Short-eared Owl

Short-eared Owl

Details About The Short-eared Owl

  • General Information

    Short-eared Owls have a large and round head with very small tufts arising from the center of the forehead, generally not seen. Their face is large and the facial ruff is round during normal posture. Short-eared Owls have a gray/white facial disk, yellow eyes and a black bill.

    Latin Name: Asio flammeus
    Class: Aves
    Order: Strigiformes
    Family: Strigidae
    Length: 13-17 inches
    Weight: 6-18 ounces
    Wingspan: 40-44 inches
    Common Name: evening Owl, Grass Owl, Meadow Owl, Marsh Owl, Mouse-Hawk
    Etymology: asio (Latin) - "a kind of horned owl"; flammeus (Latin) - "flame-colored"

  • Flight, Voice & Habitat

    In ascending flight, the Short-eared Owl has bouncing high flapping wing-beats. When hunting, Short-eared Owls use few wing-beats interspersed with quartering on slightly positive dihedral wings. Their foraging flight is moth-like and buoyant with slow, deliberate wing beats. Low wing loading allows for slow, agile, maneuverable flight. Aerial agility is a good field characteristic of this species as it is often seen foraging during the day. Short-eared Owls hunt primarily on the wing, low to the ground, and also by hovering 2-30 meters above the ground or, less frequently, perched on poles or hills.
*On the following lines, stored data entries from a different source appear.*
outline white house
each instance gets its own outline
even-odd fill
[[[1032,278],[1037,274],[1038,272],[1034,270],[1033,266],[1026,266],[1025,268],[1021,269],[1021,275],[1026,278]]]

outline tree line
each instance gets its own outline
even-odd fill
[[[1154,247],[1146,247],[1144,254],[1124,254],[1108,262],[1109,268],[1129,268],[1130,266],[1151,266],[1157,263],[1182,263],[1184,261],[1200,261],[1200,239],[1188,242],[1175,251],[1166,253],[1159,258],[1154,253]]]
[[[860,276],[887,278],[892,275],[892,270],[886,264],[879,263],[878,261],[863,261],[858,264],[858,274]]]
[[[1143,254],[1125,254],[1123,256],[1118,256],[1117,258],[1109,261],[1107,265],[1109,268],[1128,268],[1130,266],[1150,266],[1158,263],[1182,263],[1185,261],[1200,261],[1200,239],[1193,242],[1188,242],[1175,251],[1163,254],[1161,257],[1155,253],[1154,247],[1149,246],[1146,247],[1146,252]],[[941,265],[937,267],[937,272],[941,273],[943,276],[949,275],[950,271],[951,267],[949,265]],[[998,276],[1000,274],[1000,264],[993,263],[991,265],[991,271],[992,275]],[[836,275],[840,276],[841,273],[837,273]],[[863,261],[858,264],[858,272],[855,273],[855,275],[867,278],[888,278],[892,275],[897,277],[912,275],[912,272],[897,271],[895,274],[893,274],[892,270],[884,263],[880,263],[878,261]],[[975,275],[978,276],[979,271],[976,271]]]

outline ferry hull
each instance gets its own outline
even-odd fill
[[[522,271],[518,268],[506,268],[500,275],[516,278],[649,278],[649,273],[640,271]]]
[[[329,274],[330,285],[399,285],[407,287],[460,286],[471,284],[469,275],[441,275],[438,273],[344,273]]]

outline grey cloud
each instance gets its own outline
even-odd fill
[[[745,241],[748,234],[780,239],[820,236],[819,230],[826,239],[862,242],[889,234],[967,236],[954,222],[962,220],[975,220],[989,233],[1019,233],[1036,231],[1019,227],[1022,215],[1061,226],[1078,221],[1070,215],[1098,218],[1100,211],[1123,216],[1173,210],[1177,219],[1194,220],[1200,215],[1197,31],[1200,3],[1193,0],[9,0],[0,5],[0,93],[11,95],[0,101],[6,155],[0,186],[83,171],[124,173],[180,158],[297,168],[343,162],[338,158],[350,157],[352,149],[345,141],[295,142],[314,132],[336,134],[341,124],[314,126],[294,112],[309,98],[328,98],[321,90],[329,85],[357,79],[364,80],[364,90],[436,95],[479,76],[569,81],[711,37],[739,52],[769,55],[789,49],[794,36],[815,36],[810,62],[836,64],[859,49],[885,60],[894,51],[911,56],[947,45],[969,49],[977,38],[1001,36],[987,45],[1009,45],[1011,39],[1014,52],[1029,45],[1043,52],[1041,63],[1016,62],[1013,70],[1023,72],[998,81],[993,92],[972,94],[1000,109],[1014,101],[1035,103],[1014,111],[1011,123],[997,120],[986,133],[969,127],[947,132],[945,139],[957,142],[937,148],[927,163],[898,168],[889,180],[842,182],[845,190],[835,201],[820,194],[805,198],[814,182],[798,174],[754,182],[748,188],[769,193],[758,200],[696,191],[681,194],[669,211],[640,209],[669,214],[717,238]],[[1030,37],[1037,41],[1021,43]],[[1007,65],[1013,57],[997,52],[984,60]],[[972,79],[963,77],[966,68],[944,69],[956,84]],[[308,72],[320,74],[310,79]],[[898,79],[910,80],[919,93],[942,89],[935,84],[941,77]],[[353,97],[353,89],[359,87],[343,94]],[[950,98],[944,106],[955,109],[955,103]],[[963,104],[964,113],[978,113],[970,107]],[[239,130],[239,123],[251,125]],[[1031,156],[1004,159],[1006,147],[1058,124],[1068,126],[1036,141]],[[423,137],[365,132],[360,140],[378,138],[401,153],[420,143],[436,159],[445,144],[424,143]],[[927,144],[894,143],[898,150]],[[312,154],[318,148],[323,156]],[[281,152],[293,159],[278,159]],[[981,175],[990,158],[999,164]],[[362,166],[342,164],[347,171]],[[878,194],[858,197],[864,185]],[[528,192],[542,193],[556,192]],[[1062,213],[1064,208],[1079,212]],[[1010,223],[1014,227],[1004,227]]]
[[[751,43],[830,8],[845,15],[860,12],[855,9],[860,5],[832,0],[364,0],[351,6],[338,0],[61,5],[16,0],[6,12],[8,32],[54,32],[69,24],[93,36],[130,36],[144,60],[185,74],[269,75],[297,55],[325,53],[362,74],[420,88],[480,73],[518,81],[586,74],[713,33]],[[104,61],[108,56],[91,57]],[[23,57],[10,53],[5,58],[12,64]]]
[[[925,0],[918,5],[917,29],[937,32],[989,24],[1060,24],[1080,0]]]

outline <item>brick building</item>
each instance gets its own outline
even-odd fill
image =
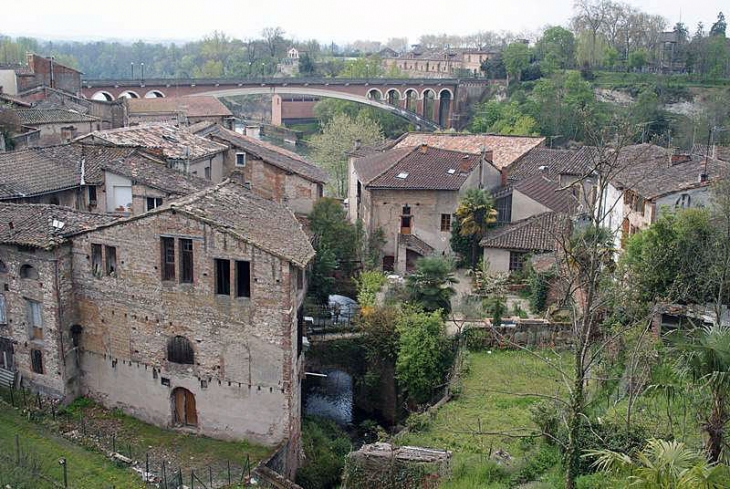
[[[4,368],[160,426],[288,441],[296,467],[314,250],[290,211],[226,181],[126,219],[28,204],[0,216]]]
[[[381,51],[383,68],[397,68],[416,78],[479,76],[482,63],[499,55],[499,49],[423,49],[415,46],[407,53]]]
[[[69,66],[56,63],[53,57],[28,53],[25,66],[0,66],[0,86],[10,95],[22,94],[42,86],[78,94],[81,92],[82,74]]]
[[[170,122],[192,125],[210,121],[230,127],[233,113],[215,97],[124,98],[126,124]]]
[[[18,109],[18,119],[25,127],[38,129],[38,145],[68,143],[74,138],[101,129],[102,121],[69,109]]]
They course the area like Northern Harriers and quickly adjust their flight to drop down on prey. Short-eared Owl display and courtship flight will include wing clapping.

    This species is generally silent and does not use vocalizations much due to its open habitat. The female gives a cuk call similar to a chicken when calling nestlings back to the nest.

    The Short-eared Owl is almost always associated with open country supporting cyclic small mammals, typically large expanses of prairie and coastal grasslands, heathlands, shrub-steppe, and tundra. Short-eared Owls winter in conifers and will roost communally with Long-eared Owls. One of the world's most widely distributed owls, the Short-eared Owl is an open country, ground nesting species that inhabits marshes, grasslands, and tundra throughout much of North America and Eurasia.

  • Nesting

    Short-eared Owls are ground nesters; their nests are usually located on dry sites with enough vegetation to conceal the incubating female. Nest bowls are scraped out by the female and lined with grasses and downy feathers, and they will nest on ridges or mounds. Clutch size ranges from 1-11 (5.6 mean) and increases significantly with latitude. Incubation is done by the female only and lasts for 21-37 days. The female sometimes flips the eggs out of the nest when frightened or flushed. The female will retrieve the eggs that roll out of the nest by hooking her bill under each egg and rolling it back to the nest. Young owlets fledge from nests when they are about 24-27 days old.

  • Distribution

    Short-eared Owls show patchy and irregular distribution in some areas, and they can be nomadic and occur in suitable open country where prey species are abundant. In North America, they are generally found year-round in the upper half of the United States and breed in Canada. Short-eared Owls are migratory and will move to the southern half of the United States and Central America.

  • Food

    These owls are small mammal eaters, particularly Microtus voles. Other species include: shrews, moles, rabbits, pocket gophers, pocket mice, kangaroo rats, harvest mice, deer mice, voles, lemmings. Active day and night, this owl tends to hunt low above the ground, often quartering an area on slightly dihedral wings or hovering. Although it generally uses acoustical cues to locate prey (its ear openings are very asymmetrical), it can rely on vision as well.

  • Current Resident Birds

    CRC currently does not have a Short-eared Owl in residence.

  • Fun Facts & Other Interesting Information

    During breeding season, the male Short-eared Owls make great spectacles of themselves in flight to attract females. The male swoops down over the nest flapping its wings in a courtship display. Hey Baby, what's happenin'?

    The Short-eared Owl is one of the few species that seems to have benefited from strip-mining. It nests on reclaimed and replanted mines south of its normal breeding range.